All species have limits to their geographic distributions, thought to reflect a failure of adaptation to conditions beyond the range. The adaptive capacity of populations at range limits could be strongly influenced by the amount and distribution of genetic variation, which in turn is strongly affected by variability in reproductive system, particularly in plants which exhibit diverse reproductive modes. Plants can reproduce sexually, either through outcrossing (exchanging pollen with other individuals) or self-fertilization. Many plants also have the capacity for some form of asexual reproduction, by producing parthenogenic seeds or clonal reproduction via vegetative propagation. Sexual and asexual reproduction may have different ecological requirements, meaning that a species with both methods of reproduction can have separate sexual and asexual niches. In some species, the sexual niche is narrower than the asexual niche, thus shifts to asexuality might allow these species to thrive in environments where sexual reproduction and seed recruitment is inhibited. Decodon verticillatus is a wetland plant that reproduces sexually through most of its range and exhibits a shift to asexual clonal reproduction at the northern range margin. We investigated the population genomic consequences of this shift to asexuality, and the implications for range edge dynamics in Decodon verticillatus.
Results/Conclusions
We conducted a transcriptomic study to determine whether the asexual populations represent temporary sink populations, or long-lived, well-adapted populations that may have allowed for range expansion beyond the sexual niche of D. verticillatus.
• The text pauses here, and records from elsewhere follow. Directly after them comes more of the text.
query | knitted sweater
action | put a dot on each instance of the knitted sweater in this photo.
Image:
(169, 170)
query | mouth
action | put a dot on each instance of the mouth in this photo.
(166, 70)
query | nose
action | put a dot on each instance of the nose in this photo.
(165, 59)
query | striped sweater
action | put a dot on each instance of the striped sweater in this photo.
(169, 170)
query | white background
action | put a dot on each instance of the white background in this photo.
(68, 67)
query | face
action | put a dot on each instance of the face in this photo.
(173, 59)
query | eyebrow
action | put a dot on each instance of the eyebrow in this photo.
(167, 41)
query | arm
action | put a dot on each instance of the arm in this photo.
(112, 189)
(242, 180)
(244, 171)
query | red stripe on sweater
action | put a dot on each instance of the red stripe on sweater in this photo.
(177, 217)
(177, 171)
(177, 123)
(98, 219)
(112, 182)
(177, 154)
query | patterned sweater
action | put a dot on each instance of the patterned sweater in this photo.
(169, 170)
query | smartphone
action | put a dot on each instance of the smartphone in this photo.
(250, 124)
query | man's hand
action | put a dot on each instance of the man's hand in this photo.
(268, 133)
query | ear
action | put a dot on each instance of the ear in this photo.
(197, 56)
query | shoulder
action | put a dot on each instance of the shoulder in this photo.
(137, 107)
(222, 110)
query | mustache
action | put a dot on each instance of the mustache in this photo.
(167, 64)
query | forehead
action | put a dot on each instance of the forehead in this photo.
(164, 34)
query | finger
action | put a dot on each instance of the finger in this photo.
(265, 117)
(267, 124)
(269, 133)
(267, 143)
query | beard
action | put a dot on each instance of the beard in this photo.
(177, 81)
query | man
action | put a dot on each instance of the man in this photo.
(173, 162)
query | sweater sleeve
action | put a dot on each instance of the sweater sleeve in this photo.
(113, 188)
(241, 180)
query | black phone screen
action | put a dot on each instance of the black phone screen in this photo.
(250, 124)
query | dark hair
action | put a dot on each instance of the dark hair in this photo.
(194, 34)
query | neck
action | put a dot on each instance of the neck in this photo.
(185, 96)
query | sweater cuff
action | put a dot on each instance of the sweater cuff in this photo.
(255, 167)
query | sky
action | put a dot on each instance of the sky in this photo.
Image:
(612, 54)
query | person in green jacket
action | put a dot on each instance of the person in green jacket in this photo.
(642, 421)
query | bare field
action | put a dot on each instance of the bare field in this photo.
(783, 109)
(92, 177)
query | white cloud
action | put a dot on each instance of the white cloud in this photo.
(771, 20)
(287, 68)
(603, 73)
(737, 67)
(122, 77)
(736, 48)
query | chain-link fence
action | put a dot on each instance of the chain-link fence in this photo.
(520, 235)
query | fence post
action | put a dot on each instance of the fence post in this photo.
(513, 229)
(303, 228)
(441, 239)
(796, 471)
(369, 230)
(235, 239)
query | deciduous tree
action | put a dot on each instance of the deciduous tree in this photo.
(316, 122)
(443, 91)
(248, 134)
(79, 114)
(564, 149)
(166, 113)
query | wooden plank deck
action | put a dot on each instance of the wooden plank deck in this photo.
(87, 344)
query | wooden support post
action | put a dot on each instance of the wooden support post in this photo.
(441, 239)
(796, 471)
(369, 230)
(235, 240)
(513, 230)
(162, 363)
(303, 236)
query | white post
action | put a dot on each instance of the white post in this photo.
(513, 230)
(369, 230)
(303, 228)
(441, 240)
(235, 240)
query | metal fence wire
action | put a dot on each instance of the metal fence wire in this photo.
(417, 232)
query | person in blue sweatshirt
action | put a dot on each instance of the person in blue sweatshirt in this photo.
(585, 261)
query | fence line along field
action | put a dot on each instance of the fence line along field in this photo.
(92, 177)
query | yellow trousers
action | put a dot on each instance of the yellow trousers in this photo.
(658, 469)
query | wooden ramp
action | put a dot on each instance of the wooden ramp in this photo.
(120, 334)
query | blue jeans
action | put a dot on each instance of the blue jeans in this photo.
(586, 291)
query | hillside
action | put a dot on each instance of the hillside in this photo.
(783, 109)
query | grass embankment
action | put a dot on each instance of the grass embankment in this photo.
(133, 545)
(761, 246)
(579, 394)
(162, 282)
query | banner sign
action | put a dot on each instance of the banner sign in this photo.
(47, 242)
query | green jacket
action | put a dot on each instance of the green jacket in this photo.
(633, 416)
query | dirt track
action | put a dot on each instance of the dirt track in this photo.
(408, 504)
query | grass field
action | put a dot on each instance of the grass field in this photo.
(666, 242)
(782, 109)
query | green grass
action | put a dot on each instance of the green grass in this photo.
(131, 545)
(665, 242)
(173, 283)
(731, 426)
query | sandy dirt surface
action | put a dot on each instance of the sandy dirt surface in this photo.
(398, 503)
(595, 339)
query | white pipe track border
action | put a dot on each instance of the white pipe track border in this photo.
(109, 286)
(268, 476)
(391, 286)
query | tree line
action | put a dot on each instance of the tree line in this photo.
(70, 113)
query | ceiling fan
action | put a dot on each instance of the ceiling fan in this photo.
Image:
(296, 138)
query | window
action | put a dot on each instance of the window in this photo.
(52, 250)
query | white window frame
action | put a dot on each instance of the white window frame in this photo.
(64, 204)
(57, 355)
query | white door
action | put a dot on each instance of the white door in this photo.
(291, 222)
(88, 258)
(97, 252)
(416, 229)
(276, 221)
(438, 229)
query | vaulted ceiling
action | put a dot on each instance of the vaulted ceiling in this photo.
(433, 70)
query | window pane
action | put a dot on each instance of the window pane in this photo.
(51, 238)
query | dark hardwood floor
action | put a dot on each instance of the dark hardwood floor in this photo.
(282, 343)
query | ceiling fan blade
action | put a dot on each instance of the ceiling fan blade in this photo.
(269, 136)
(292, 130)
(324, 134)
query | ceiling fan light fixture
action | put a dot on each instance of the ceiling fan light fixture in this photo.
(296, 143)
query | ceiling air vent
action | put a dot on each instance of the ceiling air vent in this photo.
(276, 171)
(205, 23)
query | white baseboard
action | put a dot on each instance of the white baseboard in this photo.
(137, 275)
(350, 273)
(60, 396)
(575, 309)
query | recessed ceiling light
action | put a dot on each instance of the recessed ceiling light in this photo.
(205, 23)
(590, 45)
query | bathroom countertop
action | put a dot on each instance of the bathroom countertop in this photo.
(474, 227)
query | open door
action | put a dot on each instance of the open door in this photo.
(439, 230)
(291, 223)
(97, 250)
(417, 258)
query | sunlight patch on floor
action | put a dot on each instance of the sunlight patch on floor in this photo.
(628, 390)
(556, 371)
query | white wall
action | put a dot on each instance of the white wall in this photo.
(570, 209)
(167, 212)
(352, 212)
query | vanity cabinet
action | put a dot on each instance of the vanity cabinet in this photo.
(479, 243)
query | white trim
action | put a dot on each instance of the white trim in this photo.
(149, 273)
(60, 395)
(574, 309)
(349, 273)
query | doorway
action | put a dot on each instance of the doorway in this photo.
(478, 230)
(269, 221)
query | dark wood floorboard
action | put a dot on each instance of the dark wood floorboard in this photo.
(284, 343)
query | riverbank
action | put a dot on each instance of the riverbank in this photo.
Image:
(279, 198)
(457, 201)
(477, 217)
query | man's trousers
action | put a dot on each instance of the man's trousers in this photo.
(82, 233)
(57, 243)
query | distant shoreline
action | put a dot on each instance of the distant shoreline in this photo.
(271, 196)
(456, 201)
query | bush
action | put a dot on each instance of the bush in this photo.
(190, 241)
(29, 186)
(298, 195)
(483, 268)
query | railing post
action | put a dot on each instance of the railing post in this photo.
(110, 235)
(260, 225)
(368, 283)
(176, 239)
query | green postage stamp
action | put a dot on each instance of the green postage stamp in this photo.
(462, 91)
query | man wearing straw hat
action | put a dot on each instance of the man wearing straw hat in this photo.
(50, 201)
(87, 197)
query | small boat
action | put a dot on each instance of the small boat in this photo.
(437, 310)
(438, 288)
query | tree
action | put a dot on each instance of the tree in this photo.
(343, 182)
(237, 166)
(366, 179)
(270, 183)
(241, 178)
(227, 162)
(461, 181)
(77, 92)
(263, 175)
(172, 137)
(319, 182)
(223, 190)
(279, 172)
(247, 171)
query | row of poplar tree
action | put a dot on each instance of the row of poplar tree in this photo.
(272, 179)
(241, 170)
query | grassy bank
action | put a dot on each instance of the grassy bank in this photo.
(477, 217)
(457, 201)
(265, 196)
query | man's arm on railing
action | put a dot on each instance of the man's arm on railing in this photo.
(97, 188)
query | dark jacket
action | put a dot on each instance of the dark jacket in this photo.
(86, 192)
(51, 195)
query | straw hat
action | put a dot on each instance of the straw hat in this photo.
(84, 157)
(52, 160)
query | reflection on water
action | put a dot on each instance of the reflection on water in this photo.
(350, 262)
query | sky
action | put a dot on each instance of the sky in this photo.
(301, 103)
We did a de-novo transcriptome assembly and analyzed single nucleotide polymorphisms (SNPs) from sexual and asexual populations to determine whether the asexual populations show signatures of long-term asexuality, such as increased heterozygosity, an accumulation of deleterious mutations, and a breakdown of isolation by distance. We found that the asexual populations did show genetic signs of long-term asexuality, indicating that a shift to asexuality may have enabled range expansion in D. verticillatus beyond what would have been possible through sexual reproduction alone. Understanding the factors that influence range limits and range expansion is becoming increasingly important to better anticipate the capacity of species to adapt, and potentially shift their ranges in response to anthropogenic environmental changes.